In our code, we often default to integers for quantities. ItemCount: int. It makes sense for e-commerce shopping carts. It does not make sense for a trawler in the North Atlantic hauling up 50 tons of mixed biomass.
Skippers estimate catch by volume or weight. They don’t count individual sardines. Asking a captain to enter an exact integer count forces them to fabricate data, taking a weight estimate and doing backward math to guess a number.
This is a Type Mismatch.
- The Model:
Quantity (Integer) - The Reality:
Weight (Float)with aMarginOfError.
By forcing the physical world to conform to a rigid digital type, the system isn’t increasing accuracy, it’s manufacturing “fraud.” If the skipper estimates 200'000 fish and the port inspector counts 195'000, the system flags a discrepancy.

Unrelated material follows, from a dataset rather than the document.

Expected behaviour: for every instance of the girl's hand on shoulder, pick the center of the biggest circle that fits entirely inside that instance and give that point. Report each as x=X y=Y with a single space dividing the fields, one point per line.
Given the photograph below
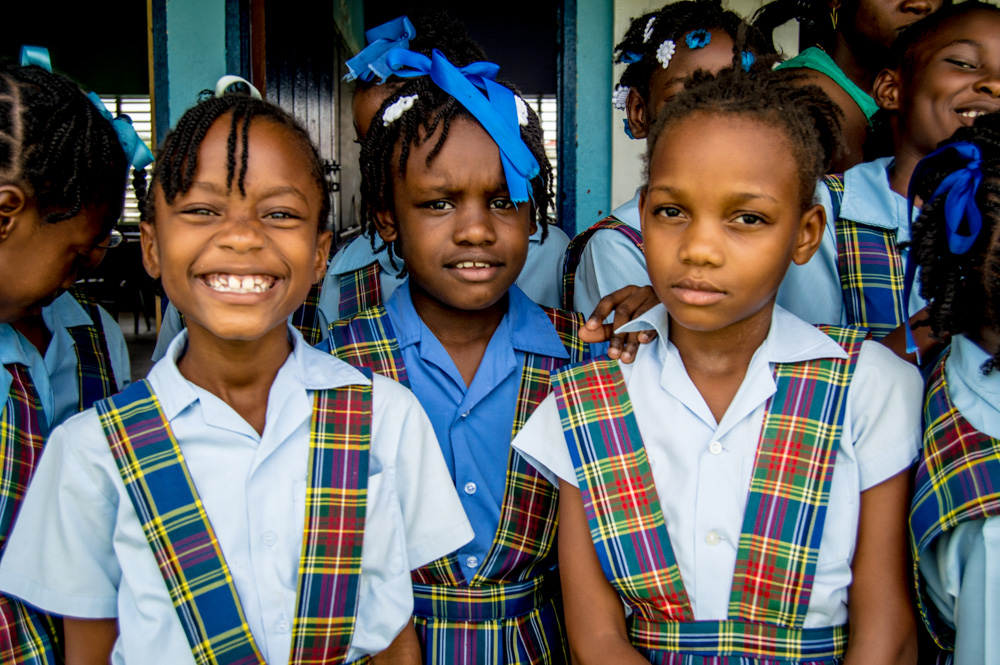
x=627 y=303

In Defense of the Architects
I don’t want to come across as the “hindsight architect” who claims they would have done it perfectly. There are often very good reasons why systems end up this way.
1. Security and DoS Prevention: That 2MB limit? It’s the easiest way to prevent a Denial of Service attack where a malicious actor uploads terabytes of data to crash your storage. You can easily handle larger files by switching to established patterns like chunked uploads or async processing.
2. Data Consistency: Why strict Zip codes? Likely because downstream systems — customs routing, risk algorithms, tax calculations — rely on that data being perfect. If you allow free-text entry, you break the automation further down the pipe. The developers were likely protecting the integrity of the process, not just the database.
The Takeaway
The lesson here isn’t “raise your file limits.” It’s that when we build software for the physical world, we cannot model the “Happy Path”.
We have to model the “Rainy Path”. The path where the internet connection is spotty, the scanner is from 2005, the zip code is brand new, and the catch is a wet, chaotic pile of fish that cannot be counted as an integer.
We need to build “Escape Hatches” into our UIs. We need to accept that sometimes, the data will be dirty, and that’s okay, because sometimes keeping the real-world process moving is more important than a pristine schema.
Until then, I guess we’re eating frozen fish sticks.